North Africa is the largest defined region in the Middle East, most commonly accepted as stretching from Morocco to Egypt. Whilst its most westerly expanses may be closer to Madrid than they are to Baghdad, it is the strong common ethnic, cultural and linguistic identity with the Middle East that merit it being a region of the Middle East. The term MENA (Middle East and North Africa) is commonly used to refer to the environmental, political and cultural similarities across the countries. The region is populated by ethnic Berbers, West Africans and Arabs whilst Arabic and French are the most commonly spoken languages.
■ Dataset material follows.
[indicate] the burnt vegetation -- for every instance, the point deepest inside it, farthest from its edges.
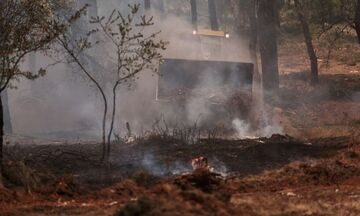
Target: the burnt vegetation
(186, 107)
The region of North Africa consists largely of three main geographical features that dictate its cultures and politics; the Atlas mountains in the West, the Nile River and delta in the East and the Sahara desert in the South. North Africa is significant to understanding early modern human history, with the early remnants of hominid occupation in Algeria being dated to 200,000 BC. The region also boasts remarkable achievements and peoples such as Ibn Khaldun, described as the founder of the modern disciplines of historiography, sociology, economics and demography. Khaldun’s life and travels are testament to the connectedness of the region, especially as a gateway from Europe to the Middle East and a centre of trade.

The region's geography, through its proximity to Europe and the Middle East, has meant that much of its history has been forged through conquest. The region has served as a theatre for European war and colonialism for many centuries, notably as part of the French Empire and in the North African campaign of World War II,  leaving large parts of the the region with both a shared language and history.

The Roman Empire and the and the spread and victory of Islam are just two events that certified both the unity and connectedness of the region to the Middle East. Another was  was the Arab Spring that began in Tunisia in late 2010. Decades-long authoritarian leaders from the countries including Tunisia, Egypt, Libya and Yemen were removed from power during 2011 through protests that spread organically throughout North Africa and the Middle East. Whilst the event marked a rupture in governance in the region, with many nations turning toward more democratic governance, recent developments such as coups and wars have stalled the democratic journey of most Arab Spring nations, with the exception of Tunisia.

North Africa’s unique intersection in the geography, culture and trade of the Middle East, Africa and Europe means it is well placed to thrive economically. This position allows stable nations in the region to be able to choose the best suitor for lucrative investment and trade partnerships, including the EU, China and India. The UK government's initiative of encouraging private sector investment accompanied by efforts to tackle extremism and instability seeks to strengthen their relationship with the region.